In the district of Nanisana, the first school of chocolate making in the country, whose training is recognized by the State, celebrates its two years.

During this holiday season, the chocolate factory is running at full speed.

In the courtyard of Edenia chocolate factory, employees are busy shelling cocoa beans. 

“ 

We really train from the bean to the tablet. 

»

Achille Rajerison is the founder of the chocolate school 

There, we roast over a wood fire.

The equipment is expensive to make chocolate, but we can still adapt and with this technique, it is still the best, from the point of view of the result.

In the laboratory, Tafita and Patricia, chocolatiers and trainers tackle the crucial stage of chocolate tempering. 

We are going to make bells for Christmas.

If it's too hot, the chocolate will whiten and if it's too cold, it will be difficult to unmold, explains Tafita.

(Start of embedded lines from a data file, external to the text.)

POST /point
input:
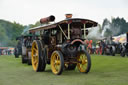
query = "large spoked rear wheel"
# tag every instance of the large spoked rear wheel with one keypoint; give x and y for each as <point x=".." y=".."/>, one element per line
<point x="38" y="59"/>
<point x="57" y="62"/>
<point x="84" y="61"/>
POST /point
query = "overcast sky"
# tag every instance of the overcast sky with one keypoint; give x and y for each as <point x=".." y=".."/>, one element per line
<point x="29" y="11"/>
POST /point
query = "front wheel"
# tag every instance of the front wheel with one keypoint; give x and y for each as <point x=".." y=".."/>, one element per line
<point x="84" y="61"/>
<point x="57" y="62"/>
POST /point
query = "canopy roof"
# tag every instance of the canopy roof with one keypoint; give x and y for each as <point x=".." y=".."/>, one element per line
<point x="88" y="23"/>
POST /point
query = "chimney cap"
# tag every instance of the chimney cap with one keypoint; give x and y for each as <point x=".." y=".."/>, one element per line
<point x="68" y="16"/>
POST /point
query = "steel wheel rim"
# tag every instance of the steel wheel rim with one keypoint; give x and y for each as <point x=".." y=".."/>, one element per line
<point x="34" y="56"/>
<point x="82" y="62"/>
<point x="55" y="63"/>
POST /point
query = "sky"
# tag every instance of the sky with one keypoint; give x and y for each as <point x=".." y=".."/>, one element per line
<point x="30" y="11"/>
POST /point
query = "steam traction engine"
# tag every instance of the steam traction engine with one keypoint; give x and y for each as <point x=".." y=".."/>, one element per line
<point x="62" y="45"/>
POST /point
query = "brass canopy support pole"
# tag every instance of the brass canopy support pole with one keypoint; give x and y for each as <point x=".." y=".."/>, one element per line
<point x="68" y="31"/>
<point x="84" y="31"/>
<point x="63" y="32"/>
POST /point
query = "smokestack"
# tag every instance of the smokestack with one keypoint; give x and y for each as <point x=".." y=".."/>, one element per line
<point x="68" y="16"/>
<point x="127" y="37"/>
<point x="47" y="19"/>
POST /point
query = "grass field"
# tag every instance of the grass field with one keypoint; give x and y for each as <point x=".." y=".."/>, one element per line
<point x="105" y="70"/>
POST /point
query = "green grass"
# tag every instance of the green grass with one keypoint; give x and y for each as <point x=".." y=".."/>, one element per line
<point x="105" y="70"/>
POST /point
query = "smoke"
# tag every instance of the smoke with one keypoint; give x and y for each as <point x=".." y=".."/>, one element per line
<point x="94" y="33"/>
<point x="110" y="29"/>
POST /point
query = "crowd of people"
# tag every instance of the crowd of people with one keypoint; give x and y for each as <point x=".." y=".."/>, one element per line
<point x="6" y="52"/>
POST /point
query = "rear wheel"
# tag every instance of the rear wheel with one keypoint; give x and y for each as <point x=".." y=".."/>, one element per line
<point x="38" y="59"/>
<point x="57" y="62"/>
<point x="84" y="61"/>
<point x="70" y="66"/>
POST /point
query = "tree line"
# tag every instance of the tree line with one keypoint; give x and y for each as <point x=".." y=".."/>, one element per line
<point x="10" y="30"/>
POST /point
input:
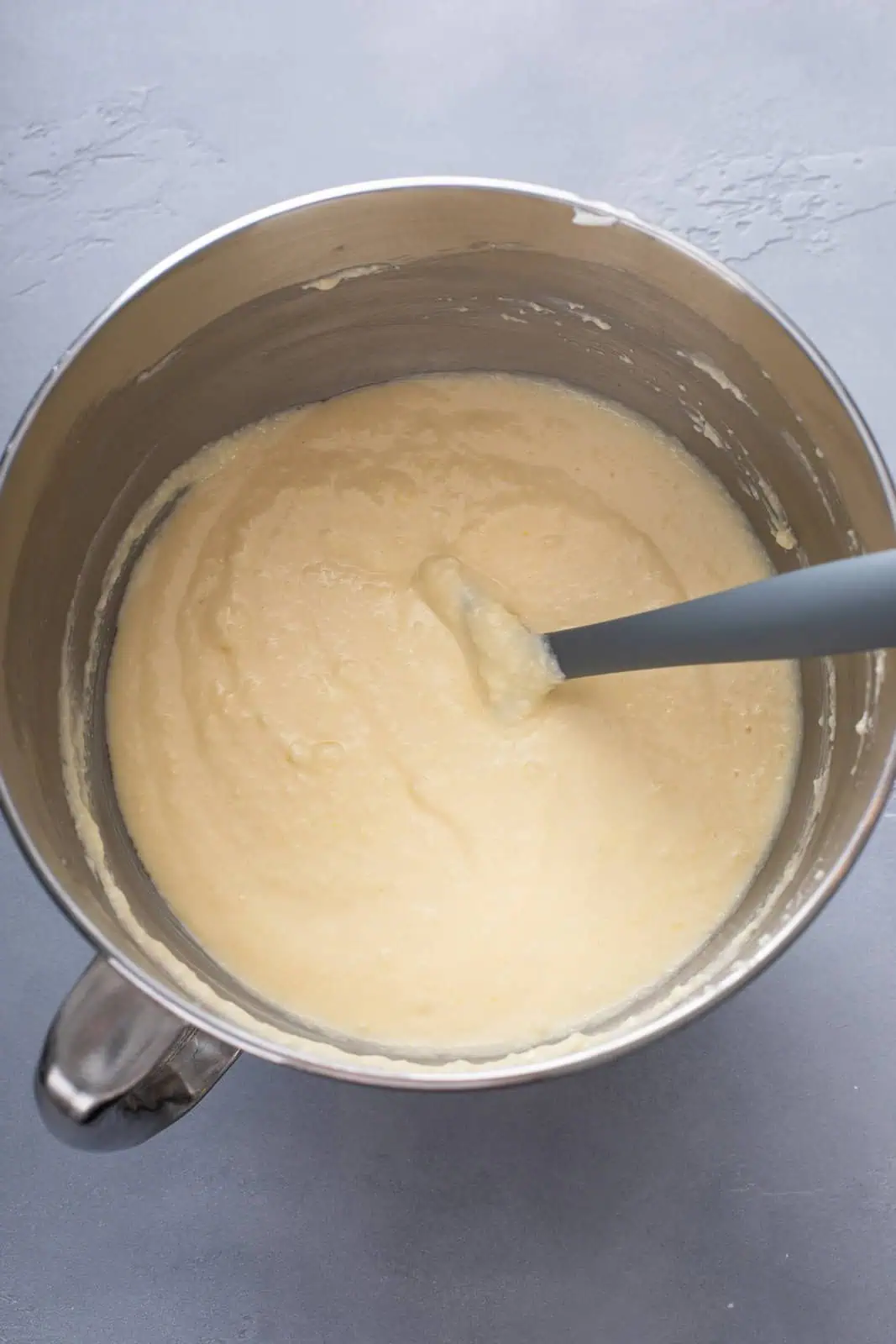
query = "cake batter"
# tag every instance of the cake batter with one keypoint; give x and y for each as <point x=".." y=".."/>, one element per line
<point x="316" y="783"/>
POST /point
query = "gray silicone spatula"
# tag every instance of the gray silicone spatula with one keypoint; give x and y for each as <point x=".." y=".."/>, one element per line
<point x="837" y="608"/>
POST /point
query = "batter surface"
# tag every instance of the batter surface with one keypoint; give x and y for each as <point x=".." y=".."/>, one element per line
<point x="316" y="783"/>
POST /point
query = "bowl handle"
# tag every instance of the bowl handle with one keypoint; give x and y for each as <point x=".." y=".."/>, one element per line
<point x="116" y="1068"/>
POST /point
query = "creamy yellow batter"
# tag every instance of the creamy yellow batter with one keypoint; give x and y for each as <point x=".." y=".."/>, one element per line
<point x="315" y="780"/>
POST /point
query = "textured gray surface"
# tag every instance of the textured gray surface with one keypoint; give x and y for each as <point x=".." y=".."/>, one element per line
<point x="734" y="1184"/>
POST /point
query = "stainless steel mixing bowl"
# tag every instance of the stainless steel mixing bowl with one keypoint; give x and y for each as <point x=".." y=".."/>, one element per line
<point x="304" y="302"/>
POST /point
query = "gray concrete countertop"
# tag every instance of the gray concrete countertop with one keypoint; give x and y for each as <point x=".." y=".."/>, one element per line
<point x="732" y="1184"/>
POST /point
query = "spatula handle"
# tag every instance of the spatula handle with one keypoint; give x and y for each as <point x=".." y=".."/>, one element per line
<point x="837" y="608"/>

That's what we call chocolate couverture.

We temper the chocolate and when the chocolate is ready, we can make bars like you see here and we can also prepare chocolate candies, says Patricia.

Baobab fruit, pink berry or kaffir lime combine with the aromas of Criollo and Trinitario beans. 

We have manufacturers who are known, that's already good, but we also have to show that we have craftsmen now, that these young people who are motivated have their own value and that is the ambition of this school.

Even if it is traditional, that the added value of this cocoa sector now remains in Madagascar, that it gives jobs as you see there and that everywhere we go in Madagascar, there will be chocolate makers, continues Achille Rajerison

In two years, the school has trained a hundred Malagasy chocolatiers.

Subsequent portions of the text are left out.